Finalmente, em 2000 inicia-se um longo e atribulado procedimento legislativo que iria conduzir à reforma do Processo Administrativo.
Podemos desde já antecipar que a Constituição consagrou um modelo de Justiça Administrativa plenamente jurisdicionalizado, em que os tribunais administrativos constituem uma jurisdição autónoma dentro do poder judicial. Todavia, até 2000 esse modelo não tinha encontrado concretização legislativa. É da minha humilde opinião, face ao fosso entre os comandos constitucionais e a lei, ao longo do historial entre ambos, que o Contencioso Administrativo não era direito constitucional concretizado, mas sim a concretizar. Este problema foi resolvido em parte pela grande reforma de 2004.

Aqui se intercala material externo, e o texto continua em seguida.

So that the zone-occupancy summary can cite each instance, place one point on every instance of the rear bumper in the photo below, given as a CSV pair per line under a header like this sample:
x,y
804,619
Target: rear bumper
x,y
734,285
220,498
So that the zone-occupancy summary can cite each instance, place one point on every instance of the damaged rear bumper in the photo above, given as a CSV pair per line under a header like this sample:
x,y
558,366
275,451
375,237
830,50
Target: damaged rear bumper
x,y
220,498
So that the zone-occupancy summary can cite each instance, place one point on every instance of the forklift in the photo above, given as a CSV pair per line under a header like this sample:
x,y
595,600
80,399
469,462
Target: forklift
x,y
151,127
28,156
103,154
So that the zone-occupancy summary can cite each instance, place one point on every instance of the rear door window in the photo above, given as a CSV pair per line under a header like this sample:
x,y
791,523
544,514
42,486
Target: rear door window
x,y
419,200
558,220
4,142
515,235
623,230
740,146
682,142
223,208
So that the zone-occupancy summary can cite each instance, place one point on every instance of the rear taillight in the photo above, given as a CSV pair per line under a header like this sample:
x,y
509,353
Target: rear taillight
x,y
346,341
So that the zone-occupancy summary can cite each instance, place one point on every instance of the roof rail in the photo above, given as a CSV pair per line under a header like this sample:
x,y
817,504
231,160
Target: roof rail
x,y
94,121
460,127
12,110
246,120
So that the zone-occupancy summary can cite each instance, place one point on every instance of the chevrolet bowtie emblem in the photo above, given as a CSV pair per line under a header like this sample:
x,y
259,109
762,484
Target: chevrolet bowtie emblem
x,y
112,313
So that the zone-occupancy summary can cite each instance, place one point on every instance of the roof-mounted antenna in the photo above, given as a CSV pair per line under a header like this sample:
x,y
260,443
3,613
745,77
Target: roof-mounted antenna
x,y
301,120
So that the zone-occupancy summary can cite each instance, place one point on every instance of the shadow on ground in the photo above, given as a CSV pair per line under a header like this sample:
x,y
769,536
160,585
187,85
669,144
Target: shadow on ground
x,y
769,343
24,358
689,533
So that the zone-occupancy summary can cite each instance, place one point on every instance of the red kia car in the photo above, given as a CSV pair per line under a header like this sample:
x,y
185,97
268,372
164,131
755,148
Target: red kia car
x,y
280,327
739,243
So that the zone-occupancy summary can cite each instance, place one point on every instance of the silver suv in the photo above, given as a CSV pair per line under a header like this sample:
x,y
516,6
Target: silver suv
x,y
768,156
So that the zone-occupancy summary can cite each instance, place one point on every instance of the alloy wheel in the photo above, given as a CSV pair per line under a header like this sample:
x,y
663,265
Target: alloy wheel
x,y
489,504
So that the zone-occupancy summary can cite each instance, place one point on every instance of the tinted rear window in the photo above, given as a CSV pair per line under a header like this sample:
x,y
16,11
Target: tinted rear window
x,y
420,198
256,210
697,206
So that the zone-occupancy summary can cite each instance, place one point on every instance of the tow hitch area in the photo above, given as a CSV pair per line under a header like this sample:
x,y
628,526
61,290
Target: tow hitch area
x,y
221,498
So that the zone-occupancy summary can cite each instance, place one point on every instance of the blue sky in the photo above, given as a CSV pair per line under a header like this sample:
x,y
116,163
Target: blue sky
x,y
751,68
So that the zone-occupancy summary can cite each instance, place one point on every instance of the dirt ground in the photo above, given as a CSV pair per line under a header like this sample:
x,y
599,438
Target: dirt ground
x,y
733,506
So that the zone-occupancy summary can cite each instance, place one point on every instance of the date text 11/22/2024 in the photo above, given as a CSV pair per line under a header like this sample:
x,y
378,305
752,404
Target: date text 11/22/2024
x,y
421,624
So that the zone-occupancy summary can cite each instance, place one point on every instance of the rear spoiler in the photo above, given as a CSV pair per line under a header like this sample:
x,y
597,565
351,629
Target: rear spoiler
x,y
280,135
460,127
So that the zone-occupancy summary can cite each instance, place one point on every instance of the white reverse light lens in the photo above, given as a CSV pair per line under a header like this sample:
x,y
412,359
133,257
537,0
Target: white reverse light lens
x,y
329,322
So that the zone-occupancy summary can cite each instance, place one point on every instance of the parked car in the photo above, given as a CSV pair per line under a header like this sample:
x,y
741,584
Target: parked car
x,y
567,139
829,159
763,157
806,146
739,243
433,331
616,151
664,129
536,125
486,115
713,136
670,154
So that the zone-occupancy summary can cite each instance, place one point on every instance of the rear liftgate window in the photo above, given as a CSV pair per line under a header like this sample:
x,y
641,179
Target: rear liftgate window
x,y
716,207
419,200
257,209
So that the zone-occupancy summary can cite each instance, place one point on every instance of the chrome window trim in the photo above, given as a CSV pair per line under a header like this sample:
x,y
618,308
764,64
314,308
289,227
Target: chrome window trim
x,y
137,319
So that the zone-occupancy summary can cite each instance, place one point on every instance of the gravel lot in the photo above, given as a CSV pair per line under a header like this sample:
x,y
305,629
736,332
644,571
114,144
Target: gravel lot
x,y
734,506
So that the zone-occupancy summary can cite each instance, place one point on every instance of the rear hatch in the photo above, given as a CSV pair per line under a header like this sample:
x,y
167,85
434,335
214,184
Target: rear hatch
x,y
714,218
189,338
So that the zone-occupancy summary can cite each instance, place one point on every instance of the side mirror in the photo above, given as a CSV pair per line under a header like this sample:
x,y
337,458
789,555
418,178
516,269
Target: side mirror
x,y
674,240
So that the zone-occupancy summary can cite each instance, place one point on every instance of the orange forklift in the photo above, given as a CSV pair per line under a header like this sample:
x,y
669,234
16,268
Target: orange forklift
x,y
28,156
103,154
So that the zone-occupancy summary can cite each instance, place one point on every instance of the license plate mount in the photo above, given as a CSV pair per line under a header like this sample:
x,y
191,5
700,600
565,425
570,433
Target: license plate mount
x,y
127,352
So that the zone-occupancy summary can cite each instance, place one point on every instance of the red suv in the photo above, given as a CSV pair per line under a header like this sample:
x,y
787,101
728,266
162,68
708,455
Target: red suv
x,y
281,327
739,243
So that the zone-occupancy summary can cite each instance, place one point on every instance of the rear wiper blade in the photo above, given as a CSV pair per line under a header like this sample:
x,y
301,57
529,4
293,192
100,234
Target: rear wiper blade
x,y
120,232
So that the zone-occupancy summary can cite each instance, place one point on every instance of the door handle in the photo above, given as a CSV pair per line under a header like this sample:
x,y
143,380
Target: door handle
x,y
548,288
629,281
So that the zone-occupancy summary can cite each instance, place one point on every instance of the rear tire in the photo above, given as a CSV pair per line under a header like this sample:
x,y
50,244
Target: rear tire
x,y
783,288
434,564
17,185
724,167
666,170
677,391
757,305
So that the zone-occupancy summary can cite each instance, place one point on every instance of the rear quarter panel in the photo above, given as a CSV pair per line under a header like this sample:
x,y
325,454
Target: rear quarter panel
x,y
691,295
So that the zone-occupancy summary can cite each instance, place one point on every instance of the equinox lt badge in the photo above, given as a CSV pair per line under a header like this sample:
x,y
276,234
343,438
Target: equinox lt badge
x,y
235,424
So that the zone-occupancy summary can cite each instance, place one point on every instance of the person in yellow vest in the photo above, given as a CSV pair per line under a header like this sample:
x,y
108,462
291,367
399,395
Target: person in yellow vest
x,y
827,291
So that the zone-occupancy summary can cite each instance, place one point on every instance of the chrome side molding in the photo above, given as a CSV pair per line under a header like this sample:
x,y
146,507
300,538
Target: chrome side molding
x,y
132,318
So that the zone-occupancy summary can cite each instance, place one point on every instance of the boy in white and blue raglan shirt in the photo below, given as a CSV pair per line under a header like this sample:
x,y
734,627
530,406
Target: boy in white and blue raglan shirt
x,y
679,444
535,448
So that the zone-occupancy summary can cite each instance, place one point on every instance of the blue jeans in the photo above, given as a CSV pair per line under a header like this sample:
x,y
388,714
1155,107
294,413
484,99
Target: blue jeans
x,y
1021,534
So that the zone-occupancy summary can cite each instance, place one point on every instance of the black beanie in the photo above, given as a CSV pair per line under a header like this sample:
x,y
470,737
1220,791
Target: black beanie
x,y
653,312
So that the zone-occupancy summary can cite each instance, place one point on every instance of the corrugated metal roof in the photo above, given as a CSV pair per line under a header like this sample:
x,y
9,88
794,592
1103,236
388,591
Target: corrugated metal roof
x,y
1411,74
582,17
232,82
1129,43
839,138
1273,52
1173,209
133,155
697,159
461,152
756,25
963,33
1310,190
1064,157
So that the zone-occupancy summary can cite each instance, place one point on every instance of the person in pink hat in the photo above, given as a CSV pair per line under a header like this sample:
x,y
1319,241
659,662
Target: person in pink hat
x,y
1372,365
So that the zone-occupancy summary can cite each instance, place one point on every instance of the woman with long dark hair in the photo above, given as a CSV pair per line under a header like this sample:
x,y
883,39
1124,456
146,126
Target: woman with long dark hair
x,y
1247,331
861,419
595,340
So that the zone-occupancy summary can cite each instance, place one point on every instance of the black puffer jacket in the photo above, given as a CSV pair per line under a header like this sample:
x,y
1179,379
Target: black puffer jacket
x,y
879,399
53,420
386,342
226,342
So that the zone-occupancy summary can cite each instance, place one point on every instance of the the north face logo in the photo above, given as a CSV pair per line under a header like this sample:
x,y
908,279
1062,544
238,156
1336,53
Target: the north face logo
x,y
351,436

Importa acrescentar que todas as Constituições pressupõem uma ordem de valores. O Vasco Pereira da Silva afirma que a jurisprudência é muito “agarrada à lei”, esquecendo-se que a nossa Constituição possui uma “identidade axiológica”, pelo que a Justiça Administrativa ainda é, em parte, Direito Constitucional por concretizar. Para além do mais, ao lado da Constituição formal, existe uma Constituição informal. Isto é, um lado subversivo, que leva à desaplicação do texto escrito da Constituição “oficial”. Será que o Contencioso Administrativo consegue acompanhar a Constituição, concretizando os seus valores subjacentes?
Assistimos atualmente a uma nova reforma do Contencioso Administrativo. Será que a nova reforma transmutará a Justiça Administrativa num efectivo Direito Constitucional concretizado? Eis a grande questão.